Ideona - La proposta contenuta all’articolo 39 della bozza del nuovo Testo unico sull’edilizia in discussione da luglio al ministero di Paola De Micheli

Un condono edilizio – e forse qualcosa di più, un’amnistia – per tutto quello che è successo fino al 1° settembre 1967. Pensa che ti ripensa è questa la soluzione escogitata dal Tavolo tecnico presso il Consiglio superiore dei lavori pubblici (cioè il ministero delle Infrastrutture di Paola De Micheli) per risolvere una questione effettivamente ingarbugliata. L’idea, invero mai sentita, di fare l’ennesimo condono è contenuta all’articolo 39 della bozza dell’atteso Testo unico sull’edilizia (dovrebbe chiamarsi “Codice delle costruzioni”) che i tecnici del ministero stanno discutendo da luglio e che Il Fatto ha potuto leggere.

Dice così: “Sono da considerarsi legittimamente realizzati, anche in presenza di diverse disposizioni nella regolamentazione comunale vigente all’epoca, gli interventi edilizi eseguiti e ultimati prima del 1° settembre 1967 (…), ivi compresi quelli ricadenti all’interno della perimetrazione dei centri abitati o delle zone destinate all’espansione dell’aggregato urbano individuate dallo strumento urbanistico all’epoca vigente”. Basta avere la documentazione dell’avvenuta esecuzione dei lavori e tanti saluti: tutto “legittimo”. Come si vede, non è nemmeno una sanatoria ex post, si cancella proprio l’idea che ci fosse qualcosa che non andava.
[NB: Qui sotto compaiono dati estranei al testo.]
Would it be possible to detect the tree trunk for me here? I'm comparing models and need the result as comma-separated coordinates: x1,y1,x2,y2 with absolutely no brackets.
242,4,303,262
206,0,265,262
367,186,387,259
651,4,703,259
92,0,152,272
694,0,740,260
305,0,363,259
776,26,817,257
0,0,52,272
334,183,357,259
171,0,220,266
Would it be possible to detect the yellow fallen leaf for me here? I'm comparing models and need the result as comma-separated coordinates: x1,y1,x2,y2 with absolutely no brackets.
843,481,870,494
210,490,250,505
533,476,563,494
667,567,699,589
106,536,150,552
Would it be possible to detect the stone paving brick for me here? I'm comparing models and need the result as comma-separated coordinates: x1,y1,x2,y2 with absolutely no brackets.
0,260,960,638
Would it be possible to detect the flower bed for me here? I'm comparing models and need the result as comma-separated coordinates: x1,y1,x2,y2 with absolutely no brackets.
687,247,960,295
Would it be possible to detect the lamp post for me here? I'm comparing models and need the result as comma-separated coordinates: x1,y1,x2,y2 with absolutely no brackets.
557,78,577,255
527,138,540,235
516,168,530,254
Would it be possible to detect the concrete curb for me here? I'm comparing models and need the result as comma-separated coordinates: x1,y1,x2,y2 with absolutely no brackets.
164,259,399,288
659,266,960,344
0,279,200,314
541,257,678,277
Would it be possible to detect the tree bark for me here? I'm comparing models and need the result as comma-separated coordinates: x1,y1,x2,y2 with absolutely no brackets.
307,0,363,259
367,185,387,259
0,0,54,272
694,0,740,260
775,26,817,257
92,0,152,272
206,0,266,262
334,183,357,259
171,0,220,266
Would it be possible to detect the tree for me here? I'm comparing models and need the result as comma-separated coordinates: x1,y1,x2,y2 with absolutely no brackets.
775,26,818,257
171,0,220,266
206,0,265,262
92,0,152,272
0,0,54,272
Maglie talmente larghe che potrebbero consentire nuova vita persino a diversi “ecomostri”: è appena il caso di ricordare che è negli anni Sessanta che inizia lo sfregio massivo del territorio.
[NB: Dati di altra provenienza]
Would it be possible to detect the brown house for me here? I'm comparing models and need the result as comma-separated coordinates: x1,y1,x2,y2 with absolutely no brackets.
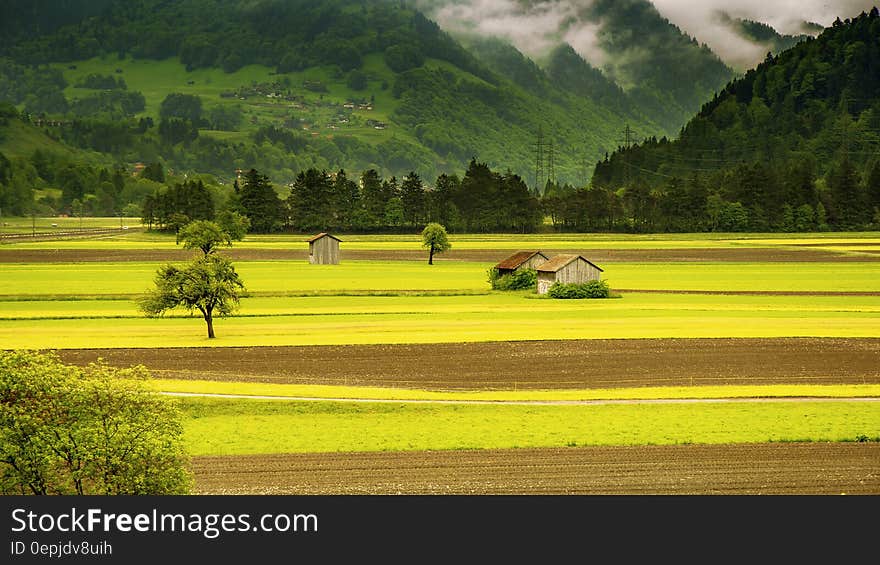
536,255,603,294
495,251,549,275
308,232,342,265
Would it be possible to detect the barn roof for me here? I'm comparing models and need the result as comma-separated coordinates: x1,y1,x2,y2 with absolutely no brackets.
495,251,547,270
306,232,342,243
536,254,605,273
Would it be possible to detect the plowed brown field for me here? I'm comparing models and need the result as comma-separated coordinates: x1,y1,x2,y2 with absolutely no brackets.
59,338,880,390
193,443,880,495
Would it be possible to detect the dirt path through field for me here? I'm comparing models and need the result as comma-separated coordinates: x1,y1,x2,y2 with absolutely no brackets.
193,443,880,495
58,338,880,390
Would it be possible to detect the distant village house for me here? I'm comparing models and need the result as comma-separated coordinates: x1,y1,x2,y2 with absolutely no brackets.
535,255,603,294
308,232,342,265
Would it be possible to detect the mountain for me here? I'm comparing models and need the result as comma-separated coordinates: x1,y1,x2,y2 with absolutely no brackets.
591,7,880,231
721,12,824,55
0,0,665,195
417,0,735,136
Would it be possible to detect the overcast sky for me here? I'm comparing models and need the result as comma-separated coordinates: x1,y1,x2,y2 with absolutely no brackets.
421,0,880,70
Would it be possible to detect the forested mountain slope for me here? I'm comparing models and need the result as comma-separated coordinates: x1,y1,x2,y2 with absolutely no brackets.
589,8,880,230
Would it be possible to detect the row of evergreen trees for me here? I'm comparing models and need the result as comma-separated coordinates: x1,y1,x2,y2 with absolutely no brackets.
143,160,543,233
143,153,880,233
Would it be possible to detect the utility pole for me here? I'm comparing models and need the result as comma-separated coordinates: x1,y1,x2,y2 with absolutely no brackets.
622,124,635,186
535,126,544,194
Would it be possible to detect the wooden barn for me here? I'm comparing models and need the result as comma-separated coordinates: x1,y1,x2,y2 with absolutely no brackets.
536,255,602,294
308,232,342,265
495,251,550,275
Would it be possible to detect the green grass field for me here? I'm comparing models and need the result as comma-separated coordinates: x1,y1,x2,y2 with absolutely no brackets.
0,293,880,348
150,378,880,403
180,399,880,455
0,259,880,299
0,230,880,455
3,227,880,249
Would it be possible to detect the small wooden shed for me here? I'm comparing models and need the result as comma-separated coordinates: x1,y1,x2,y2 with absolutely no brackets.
308,232,342,265
495,251,550,275
536,255,603,294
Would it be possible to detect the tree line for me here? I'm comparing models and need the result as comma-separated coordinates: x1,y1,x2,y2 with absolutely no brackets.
143,159,543,233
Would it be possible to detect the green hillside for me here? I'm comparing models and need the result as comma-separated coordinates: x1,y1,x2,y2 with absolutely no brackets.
0,0,662,188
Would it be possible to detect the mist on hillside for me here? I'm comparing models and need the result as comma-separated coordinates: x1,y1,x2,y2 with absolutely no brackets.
416,0,876,71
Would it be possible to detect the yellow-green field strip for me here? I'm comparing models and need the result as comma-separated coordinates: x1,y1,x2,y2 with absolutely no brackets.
0,293,880,349
152,378,880,403
0,261,880,300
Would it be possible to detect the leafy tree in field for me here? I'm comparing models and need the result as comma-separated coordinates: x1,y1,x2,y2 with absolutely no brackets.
0,351,192,495
165,212,192,245
138,253,244,339
178,220,241,257
422,222,452,265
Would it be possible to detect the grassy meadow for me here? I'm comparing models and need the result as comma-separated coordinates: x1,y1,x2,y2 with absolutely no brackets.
0,229,880,455
180,399,880,455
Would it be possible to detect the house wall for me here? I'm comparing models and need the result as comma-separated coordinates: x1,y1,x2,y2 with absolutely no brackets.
498,253,550,275
538,259,602,294
538,272,556,294
519,253,550,269
556,259,602,284
309,237,339,265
La data da cui far partire il condono non è ovviamente scelta a caso: è quella dell’entrata in vigore della “legge Ponte”, che ha previsto che per costruire qualcosa in tutto il territorio comunale bisognava munirsi di apposita licenza edilizia. Fino ad allora aveva regnato, per così dire, la legge urbanistica del 1942 che però si occupava sostanzialmente solo dei centri abitati. A complicare il tutto, il fatto che alcuni Comuni avevano un proprio regolamento edilizio, a volte persino anteriore al 1942. Ne è derivata, nonostante i plurimi condoni già varati a partire dagli anni Ottanta, una immane produzione di contenzioso legale tra le amministrazioni pubbliche e i privati e anche tra i privati: per lungo tempo, sbagliando, in molti hanno considerato automaticamente sanato – grazie a una lettura errata di una legge del 1985 – tutto il patrimonio immobiliare precedente al 1967, ma non è così. Questo ha effetto, ovviamente, sulle compravendite immobiliari e, quanto al futuro, sulla possibilità di richiedere il superbonus al 110% sulle ristrutturazioni edilizie, di cui ovviamente edifici o appartamenti così vecchi hanno più che bisogno. Per capire quanto conti questo che può apparire un dettaglio: il superbonus dovrebbe essere gran parte – circa la metà – dei 70 miliardi destinati alla “transizione verde” nel Recovery Plan italiano.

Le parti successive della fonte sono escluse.